Nature & Environment

Deep-Earth Carbon Reveals New Details About the Origin of Life

Catherine Griffin
First Posted: Nov 24, 2014 07:24 AM EST

Carbon deep beneath Earth's surface may have influenced the history of life on our world. Scientists have taken a closer look at this carbon and have learned a bit more about the vital role that this element played in the planet's formation.

For decades, scientists have had very little understanding of how carbon behaved deep below Earth's surface. That's why they decided to investigate a bit further using a model. This model revealed how much carbon and what types of carbon exist in fluids at 100 miles below Earth's surface.

"It is a very exciting possibility that these deep fluids might transport building blocks for life into the shallow Earth," said Dimitri Sverjensky, one of the researchers, in a news release. "This may be a key to the origin of life itself."

In this case, the researchers used the Deep Earth Water model to determine the chemical makeup of fluids in Earth's mantle, expelled from descending tectonic plates. Some of the fluids contained the expected carbon dioxide and methane. Others, though, contained dissolved organic carbon species including a vinegar-like acetic acid.

So that does this mean? The high concentrations of dissolved carbon species suggest that they help to ferry large amounts of carbon from the subduction zone into the overlying mantle wedge where they are likely to alter the mantle and affect the cycling of elements back into Earth's atmosphere.

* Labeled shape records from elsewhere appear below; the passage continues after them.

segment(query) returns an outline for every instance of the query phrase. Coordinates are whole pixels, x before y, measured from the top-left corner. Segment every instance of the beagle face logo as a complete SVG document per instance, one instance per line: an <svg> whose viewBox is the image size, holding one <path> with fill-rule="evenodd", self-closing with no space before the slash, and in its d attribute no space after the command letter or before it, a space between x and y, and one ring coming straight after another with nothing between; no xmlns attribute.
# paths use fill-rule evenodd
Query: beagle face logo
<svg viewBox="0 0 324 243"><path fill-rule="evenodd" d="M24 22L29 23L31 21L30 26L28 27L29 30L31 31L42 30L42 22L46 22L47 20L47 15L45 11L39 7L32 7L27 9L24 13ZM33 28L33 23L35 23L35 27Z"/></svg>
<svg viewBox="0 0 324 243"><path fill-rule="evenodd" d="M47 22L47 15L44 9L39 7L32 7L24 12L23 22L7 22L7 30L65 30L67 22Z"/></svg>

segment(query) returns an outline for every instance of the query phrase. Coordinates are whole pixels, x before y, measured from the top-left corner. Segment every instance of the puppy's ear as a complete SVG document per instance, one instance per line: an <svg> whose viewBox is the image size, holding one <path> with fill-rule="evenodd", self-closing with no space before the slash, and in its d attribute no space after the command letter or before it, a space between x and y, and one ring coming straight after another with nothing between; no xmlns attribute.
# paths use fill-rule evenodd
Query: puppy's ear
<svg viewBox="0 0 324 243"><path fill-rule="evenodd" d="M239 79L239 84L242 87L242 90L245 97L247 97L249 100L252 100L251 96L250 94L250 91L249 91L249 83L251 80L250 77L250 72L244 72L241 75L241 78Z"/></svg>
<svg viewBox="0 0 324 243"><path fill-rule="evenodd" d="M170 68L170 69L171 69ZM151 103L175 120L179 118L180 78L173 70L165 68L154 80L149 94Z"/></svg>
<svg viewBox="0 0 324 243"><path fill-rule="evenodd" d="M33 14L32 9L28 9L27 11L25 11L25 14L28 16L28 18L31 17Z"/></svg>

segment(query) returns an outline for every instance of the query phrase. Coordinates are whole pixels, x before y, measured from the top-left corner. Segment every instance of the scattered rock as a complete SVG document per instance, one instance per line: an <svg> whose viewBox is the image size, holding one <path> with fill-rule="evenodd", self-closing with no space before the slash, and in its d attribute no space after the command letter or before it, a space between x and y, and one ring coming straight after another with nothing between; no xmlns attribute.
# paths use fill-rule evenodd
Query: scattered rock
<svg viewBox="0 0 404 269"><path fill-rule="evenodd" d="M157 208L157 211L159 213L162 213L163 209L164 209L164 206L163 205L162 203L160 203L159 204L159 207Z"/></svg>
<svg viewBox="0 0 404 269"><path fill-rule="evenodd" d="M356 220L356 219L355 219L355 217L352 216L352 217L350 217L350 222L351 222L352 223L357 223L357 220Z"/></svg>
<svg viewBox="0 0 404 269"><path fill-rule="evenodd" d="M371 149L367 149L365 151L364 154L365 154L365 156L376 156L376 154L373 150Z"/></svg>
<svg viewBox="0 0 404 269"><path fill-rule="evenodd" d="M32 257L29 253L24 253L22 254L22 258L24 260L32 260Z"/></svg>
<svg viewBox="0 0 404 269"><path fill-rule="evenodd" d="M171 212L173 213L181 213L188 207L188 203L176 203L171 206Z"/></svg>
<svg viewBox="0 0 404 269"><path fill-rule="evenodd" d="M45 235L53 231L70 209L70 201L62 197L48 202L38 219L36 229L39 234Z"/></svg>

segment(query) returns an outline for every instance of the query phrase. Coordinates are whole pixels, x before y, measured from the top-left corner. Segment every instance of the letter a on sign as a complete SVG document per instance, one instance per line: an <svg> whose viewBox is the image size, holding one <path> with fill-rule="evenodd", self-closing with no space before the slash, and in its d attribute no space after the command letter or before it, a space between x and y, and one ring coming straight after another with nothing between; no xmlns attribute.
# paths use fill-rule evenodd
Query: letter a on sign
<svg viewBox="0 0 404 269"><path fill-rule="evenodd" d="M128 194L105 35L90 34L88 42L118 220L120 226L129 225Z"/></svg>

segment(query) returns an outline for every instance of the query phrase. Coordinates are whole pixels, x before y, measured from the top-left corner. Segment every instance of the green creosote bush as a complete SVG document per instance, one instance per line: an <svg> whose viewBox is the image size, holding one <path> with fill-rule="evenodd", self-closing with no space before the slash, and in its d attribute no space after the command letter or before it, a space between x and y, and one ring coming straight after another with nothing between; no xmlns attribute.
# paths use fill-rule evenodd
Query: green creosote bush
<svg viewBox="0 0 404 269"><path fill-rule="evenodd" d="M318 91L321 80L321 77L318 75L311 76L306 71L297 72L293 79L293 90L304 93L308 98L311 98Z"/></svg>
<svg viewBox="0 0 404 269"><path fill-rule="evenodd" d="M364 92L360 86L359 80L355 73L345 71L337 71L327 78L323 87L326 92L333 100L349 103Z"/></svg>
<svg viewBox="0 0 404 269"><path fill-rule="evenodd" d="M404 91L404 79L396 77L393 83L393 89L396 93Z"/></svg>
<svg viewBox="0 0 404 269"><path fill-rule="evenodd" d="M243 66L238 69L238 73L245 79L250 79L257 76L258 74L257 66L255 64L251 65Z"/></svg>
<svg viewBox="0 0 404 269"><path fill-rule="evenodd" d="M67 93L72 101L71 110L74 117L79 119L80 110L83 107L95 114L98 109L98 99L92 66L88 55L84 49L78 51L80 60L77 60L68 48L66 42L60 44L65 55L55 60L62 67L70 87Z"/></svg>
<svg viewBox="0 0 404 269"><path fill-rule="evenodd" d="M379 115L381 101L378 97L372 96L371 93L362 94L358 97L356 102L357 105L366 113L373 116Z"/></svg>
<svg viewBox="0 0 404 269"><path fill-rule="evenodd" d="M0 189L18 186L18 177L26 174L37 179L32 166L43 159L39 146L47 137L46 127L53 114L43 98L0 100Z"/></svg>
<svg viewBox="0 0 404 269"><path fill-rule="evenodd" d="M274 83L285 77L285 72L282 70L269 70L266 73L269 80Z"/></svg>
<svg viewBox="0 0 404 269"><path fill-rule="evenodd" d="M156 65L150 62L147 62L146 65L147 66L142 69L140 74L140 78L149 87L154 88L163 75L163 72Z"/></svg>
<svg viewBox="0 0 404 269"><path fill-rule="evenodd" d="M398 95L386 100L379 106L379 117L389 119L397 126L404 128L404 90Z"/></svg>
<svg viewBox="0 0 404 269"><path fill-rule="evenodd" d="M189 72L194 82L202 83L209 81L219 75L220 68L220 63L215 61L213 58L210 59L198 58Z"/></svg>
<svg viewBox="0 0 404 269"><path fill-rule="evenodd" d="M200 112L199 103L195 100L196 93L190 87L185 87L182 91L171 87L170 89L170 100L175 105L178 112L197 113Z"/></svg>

That's not all the scientists found, though. It's possible that these mantle fluids with dissolved organic carbon species could be creating diamonds in a previously unknown way. Together, the new findings reveal a bit more about the planetary processes that helped shape our world. Not only that, but it reveals a bit more about the cycle of carbon.

The findings are published in the journal Nature Geoscience.